He called it a geologist’s “mecca.” Iceland didn’t disappoint NRRI Geologist George Hudak one bit during a trip this past summer. Even more, it informed what he thinks he knows about Minnesota geology. And Hudak knows more than most.
When the Institute of Lake Superior Geologists announced the field trip to Iceland, Hudak jumped at the chance. His expertise is in submarine volcanoes and other underwater eruptions. And Iceland has that in spades. The island is the exposed part of the Mid-Atlantic Ridge, still forming by underwater volcanic activity, with the newest formations just thousands of years old, compared to North America’s billions-plus. Hudak saw Iceland’s delicate textures and processes that were like a trip back in time to the forming of Minnesota’s geology.
“It was an opportunity to see two tectonic plates move away from each other just as they did in Minnesota,” he said. “The 1.1 billion year old mid-continent rift went right through Duluth-Superior, and geological processes in this rift formed the volcanic and sedimentary rocks along the North Shore, as well as the extensive mineralization we have today in the Duluth Complex.”
He stood in amazement in Iceland’s mid-Atlantic rift as it moves apart just inches per year, with the North American plate on one side and the Eurasian plate on the other.

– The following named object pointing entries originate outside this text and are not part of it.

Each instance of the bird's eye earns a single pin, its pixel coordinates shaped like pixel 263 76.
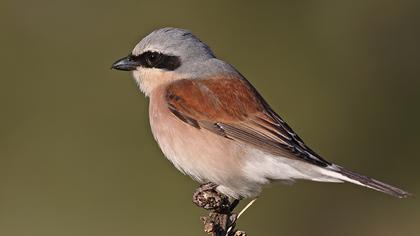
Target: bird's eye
pixel 153 59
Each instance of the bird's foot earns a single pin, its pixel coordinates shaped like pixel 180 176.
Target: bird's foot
pixel 221 221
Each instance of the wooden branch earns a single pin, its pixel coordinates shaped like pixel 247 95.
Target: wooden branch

He also saw perfectly preserved volcanic rocks that looked eerily familiar.
The area near Five Mile Lake in St. Louis County has peperite – rocks that form when there’s interaction between magma and loose, wet sediments – and Iceland has tons of peperite. What gets geologists excited is that Iceland’s rocks are “fresh.”
“They haven’t been chemically or physically weathered, they haven’t been baked, and they haven’t been folded or faulted. They’re just perfectly preserved,” said Hudak. “When I see the same textures in Minnesota’s 2.7 billion year old rocks I’m amazed and can appreciate what Mother Nature is capable of preserving over the vast expanse of geological time.”

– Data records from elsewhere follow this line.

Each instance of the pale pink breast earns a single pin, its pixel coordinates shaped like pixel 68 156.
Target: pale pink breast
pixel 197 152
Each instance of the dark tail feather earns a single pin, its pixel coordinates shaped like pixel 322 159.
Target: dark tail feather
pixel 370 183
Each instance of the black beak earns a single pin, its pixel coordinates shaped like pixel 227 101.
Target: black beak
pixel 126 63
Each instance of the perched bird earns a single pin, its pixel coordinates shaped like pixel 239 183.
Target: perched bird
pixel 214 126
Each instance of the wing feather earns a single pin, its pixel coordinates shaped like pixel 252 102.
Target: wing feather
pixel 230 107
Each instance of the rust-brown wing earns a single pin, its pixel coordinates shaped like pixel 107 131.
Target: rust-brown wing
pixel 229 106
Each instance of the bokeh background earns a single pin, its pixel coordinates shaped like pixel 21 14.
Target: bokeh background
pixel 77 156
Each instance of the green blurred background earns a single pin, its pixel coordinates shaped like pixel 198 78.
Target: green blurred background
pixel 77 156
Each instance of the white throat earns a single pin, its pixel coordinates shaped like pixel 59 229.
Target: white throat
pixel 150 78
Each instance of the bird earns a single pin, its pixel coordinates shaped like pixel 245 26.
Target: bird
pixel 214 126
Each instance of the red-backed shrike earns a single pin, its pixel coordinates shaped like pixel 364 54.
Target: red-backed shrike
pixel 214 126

Observations of “pillow dikes” (intrusions of magma containing pillow-like structures that cross-cut the layering in the rock) in a quarry just east of Reykjavik also confirmed Hudak’s mapping of pillow dikes in in Minnesota’s Vermilion District. “I knew what I mapped was right, but it was awesome to see perfectly preserved modern examples. They’re rare, unusual rocks, and we still don’t truly understand how they form.”
Viewing the geology of Iceland by Land Rover meant actually seeing how rifts and volcanoes form in real time. In Minnesota, Hudak and other NRRI geologists piece together the geology from scattered outcrops.
“There we saw everything and could really get a sense of the scale,” he added. “Given our limited outcrops, it makes me wonder how many geologic treasures we don’t know about in our Minnesota rocks.”